Suicidal reproduction is more common in insects, fish, plants, and arachnids: When another Australia native, the redback spider, mates, the male will place himself into the female’s mouth.
“That dissuades the female from further mating,” says Fisher, “because she’s busy eating.”
Self-destructive insects
In large, social insect colonies, a similar but slightly different dynamic plays out.
When a European honeybee stings a soft-skinned attacker, such as a bear, it dies when its stinger lodges in the victim’s skin. An exploding ant may rip its abdomen in two while defending its nest from attackers. And in some termite species, elderly workers can turn themselves into suicide bombers.
But how does killing oneself make sense, evolutionarily speaking?
“Easy,” says Thomas Seeley, a biologist at Cornell University and author of The Lives of Bees, in an email. “Workers achieve genetic (evolutionary) success not by reproducing themselves, but helping their mother, the colony’s queen, do so.” (Learn why insects are disappearing at an alarming rate.)
“One form of this help is colony defense,” he explains.
"Some researchers call this a ‘superorganism’,” says Alice Laciny, an entomologist who works on exploding ants at the Natural History Museum Vienna, in an email. “So an ant colony or bee hive is more like one large animal, with the queen representing the reproductive organs. The minor workers are numerous and only need small amounts of resources to rear, so they are similar to the body's cells in a way.”

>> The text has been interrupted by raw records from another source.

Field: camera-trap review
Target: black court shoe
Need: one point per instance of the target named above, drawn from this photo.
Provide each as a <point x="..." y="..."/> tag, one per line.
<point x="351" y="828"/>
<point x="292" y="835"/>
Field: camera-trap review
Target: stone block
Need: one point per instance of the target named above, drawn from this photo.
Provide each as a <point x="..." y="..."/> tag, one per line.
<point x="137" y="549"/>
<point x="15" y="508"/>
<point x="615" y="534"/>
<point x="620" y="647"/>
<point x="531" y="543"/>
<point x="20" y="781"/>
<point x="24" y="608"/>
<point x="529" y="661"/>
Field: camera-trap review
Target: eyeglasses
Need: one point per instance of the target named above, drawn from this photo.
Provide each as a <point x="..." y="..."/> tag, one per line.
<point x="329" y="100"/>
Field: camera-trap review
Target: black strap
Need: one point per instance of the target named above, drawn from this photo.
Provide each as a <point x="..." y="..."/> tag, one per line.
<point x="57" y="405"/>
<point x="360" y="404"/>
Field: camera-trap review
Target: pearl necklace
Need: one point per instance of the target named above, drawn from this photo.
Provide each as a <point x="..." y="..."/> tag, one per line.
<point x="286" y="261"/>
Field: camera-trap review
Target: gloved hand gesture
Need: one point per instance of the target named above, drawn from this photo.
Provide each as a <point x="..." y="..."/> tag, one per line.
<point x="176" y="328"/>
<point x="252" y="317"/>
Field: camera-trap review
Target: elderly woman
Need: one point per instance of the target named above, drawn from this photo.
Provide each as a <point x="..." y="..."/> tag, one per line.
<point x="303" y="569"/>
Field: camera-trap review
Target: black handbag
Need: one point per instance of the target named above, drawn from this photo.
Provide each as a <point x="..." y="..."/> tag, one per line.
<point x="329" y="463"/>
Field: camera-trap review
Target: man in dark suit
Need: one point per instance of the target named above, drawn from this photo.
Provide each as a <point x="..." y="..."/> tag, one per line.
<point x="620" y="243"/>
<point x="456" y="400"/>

As with the musk oxen, what appears to us as violent, self-destructive behavior by the worker ants seems to be worth the cost, so long as it leads to reproduction.
“In this system, protecting her queen and sisters, if necessary even by self-sacrifice, is the way an ant worker can protect and pass on her genes,” says Laciny.
A mother’s ultimate sacrifice
Another form of sacrifice in the animal kingdom is the lengths to which some mothers will go to give their young a fighting chance.
After they’re born, some species of legless amphibians known as caecilians literally eat their mother’s top layer of skin as a first meal. And African social spiders take this one step further, with some females allowing their young to practice matriphagy—or the killing and eating of their own mother. (Watch baby spiders eat their mother alive.)
Giant Pacific octopuses may be the ultimate self-sacrificing mothers. Females can hold vigil over their eggs for an incredible four years—during which time they don’t even eat.
“Inevitably, the females deplete their entire body reserves and die while guarding the eggs,” says Fisher.
"You do feel sorry for them, but that's how a lot of species get the best offspring success in the next generation.”